An artificial satellite revolves around the Earth in a circle. The satellite’s height above the Earth’s surface is 3200 km

An artificial satellite revolves around the Earth in a circle. The satellite’s height above the Earth’s surface is 3200 km. What is the acceleration due to gravity at this altitude? How fast is the satellite moving? the radius of the Earth is taken equal to 6400 km.

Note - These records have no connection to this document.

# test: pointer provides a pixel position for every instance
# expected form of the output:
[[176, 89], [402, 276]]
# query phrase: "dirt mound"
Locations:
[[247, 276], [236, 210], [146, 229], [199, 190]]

Task data: Нс (the height of the indicated satellite above the surface) = 3200 km = 3.2 * 106 m.
Constants: G (gravitational constant) ≈ 6.67 * 10 ^ -11 m2 / (s2 * kg); Mz (mass of the Earth) = 5.9726 * 10 ^ 24 kg; by condition, we take Rz (radius of the Earth) = 6400 km = 6.4 * 10 ^ 6 m.
1) Acceleration of gravity at 3200 km: gc = G * Ms / (Hs + Rs) 2 = 6.67 * 10-11 * 5.9726 * 10 ^ 24 / (3.2 * 106 + 6.4 * 10 ^ 6) ^ 2 = 4.32 m / s2.
2) The speed of the satellite: V = √ (G * Ms / (Hs + Rs)) = √ (6.67 * 10 ^ -11 * 5.9726 * 10 ^ 24 / (3.2 * 10 ^ 6 + 6 , 4 * 10 ^ 6)) = 6441.8 m / s.